Jumbo loans can be in the form of fixed-rate or adjustable-rate mortgages, and they typically require a higher down payment than conforming loans.

What is a fixed-rate mortgage?

A fixed-rate mortgage, also called a conventional mortgage, is the most common type of home loan. As the title of the loan suggests, the interest rate of this loan will not change throughout the life of the loan. Because this type of loan has a fixed interest rate, it is easy to look for comparable rates.

A fixed interest rate can prove to be both an advantage and a disadvantage, depending on how the market plays out. It can be beneficial to you, for example, if you have a rate of 3.8 percent and later the rates go up to 4.5 percent. On the other hand, if you have a fixed rate of 4.5 percent, but later on the rates go down to 3.8 percent, you would be stuck paying more interest on your loan.

What is a home equity loan?

Home equity loans are loans in which you, the borrower, use the equity of your home as collateral; loan amounts are determined by the value of your property.

While this can be a helpful option for some homeowners, often providing lower interest rates, it also presents a risk if you are unable to make payments, since the lender can then foreclose on your property.

Do I have to make a 20% down payment?

You might have heard before that you must pay 20 percent down on a house. While this can be beneficial for lowering your monthly mortgage payments, it may not be a realistic option for all homebuyers.

In many cases, first-time homebuyers pay approximately 7 percent down, and there are loan program options, such as FHA loans or VA loans, that require as little as 3 percent down, or even 0 percent down (VA loans and USDA loans).

A good rule of thumb is to make the highest down payment you reasonably can because it can make payments more manageable in the future. However, if you aren't able to pay 20 percent down, there is no need to panic, there are other options available.

Can I refinance my mortgage loan?

Many lenders offer mortgage refinancing services, allowing you to secure a lower interest rate or later loan terms, which could save you hundreds of dollars each month in mortgage payments.

What is mortgage pre-approval?

The pre-approval process allows you to compare rates from several lenders, and is similar to the pre-qualification process with personal loan products.

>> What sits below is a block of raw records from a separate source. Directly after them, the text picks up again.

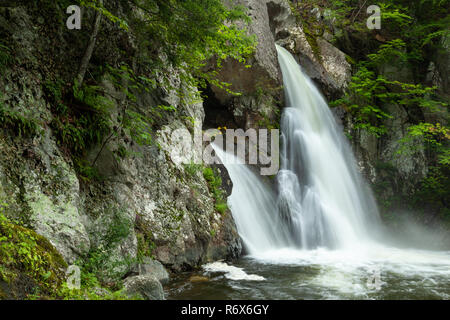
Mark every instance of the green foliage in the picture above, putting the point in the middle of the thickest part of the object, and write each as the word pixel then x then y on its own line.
pixel 190 33
pixel 26 255
pixel 97 6
pixel 5 56
pixel 17 122
pixel 368 91
pixel 215 184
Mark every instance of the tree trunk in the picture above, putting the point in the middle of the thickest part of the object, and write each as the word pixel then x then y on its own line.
pixel 90 48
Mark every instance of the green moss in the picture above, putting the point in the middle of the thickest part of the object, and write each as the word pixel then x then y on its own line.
pixel 215 184
pixel 17 122
pixel 28 262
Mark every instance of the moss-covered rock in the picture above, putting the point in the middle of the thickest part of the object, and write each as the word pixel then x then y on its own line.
pixel 29 264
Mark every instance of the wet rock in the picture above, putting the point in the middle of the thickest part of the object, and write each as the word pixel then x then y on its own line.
pixel 145 286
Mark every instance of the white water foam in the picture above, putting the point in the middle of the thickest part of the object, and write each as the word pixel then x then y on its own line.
pixel 232 273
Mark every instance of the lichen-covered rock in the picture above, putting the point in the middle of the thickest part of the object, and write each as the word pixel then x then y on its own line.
pixel 152 267
pixel 322 61
pixel 146 286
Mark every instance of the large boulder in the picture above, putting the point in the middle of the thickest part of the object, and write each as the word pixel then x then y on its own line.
pixel 145 286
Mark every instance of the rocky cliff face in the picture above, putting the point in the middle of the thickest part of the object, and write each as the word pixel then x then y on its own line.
pixel 141 202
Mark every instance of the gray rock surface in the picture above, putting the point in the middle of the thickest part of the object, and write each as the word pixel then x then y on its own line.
pixel 145 286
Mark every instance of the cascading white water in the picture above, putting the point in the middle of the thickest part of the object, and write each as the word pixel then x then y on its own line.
pixel 253 204
pixel 321 194
pixel 321 201
pixel 318 220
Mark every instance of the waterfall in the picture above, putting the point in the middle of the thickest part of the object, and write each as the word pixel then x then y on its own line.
pixel 321 192
pixel 321 199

Once you choose and are approved by a lender, that lender will write you a pre-approval letter, proving that you have financing for a home purchase.

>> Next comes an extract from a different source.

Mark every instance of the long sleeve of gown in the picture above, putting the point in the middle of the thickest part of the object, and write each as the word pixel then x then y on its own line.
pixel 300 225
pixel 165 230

This letter assists in putting an offer down on a house because it proves to the home seller that you are prepared to make the purchase.

What is the difference between private mortgage insurance (PMI) and homeowners insurance?

Private mortgage insurance is insurance for your lender in case you are unable to make your monthly payment for any reason. In most cases you are required to pay PMI if you make a down payment of less than 20 percent.

Homeowners insurance is insurance for you as the homebuyer, protecting your home and belongings in the case of a destructive event or theft. When you purchase a home you will likely be required to get homeowners insurance.

What is the difference between a loan officer and a mortgage broker?

A loan officer provides mortgage options only from the company that they work for, while a mortgage broker works with multiple mortgage lenders to secure the best options for you.

In the simplest terms, a loan officer is akin to a salesperson for their company, while a broker works on your behalf to secure the best mortgage loan for your needs.

There are many pros and cons to both, but if you are researching online mortgage lender options, you will primarily be working with loan officers.

How do I choose the best lender for me?

Every buyer's situation is different, and many lenders offer similar rates and terms. Thus, it is important to read customer reviews to give you the best idea of whether or not a company is transparent and trustworthy. From reading mortgage lender reviews you'll get a feel for which companies offer the most competitive mortgage rates and provide the best overall service.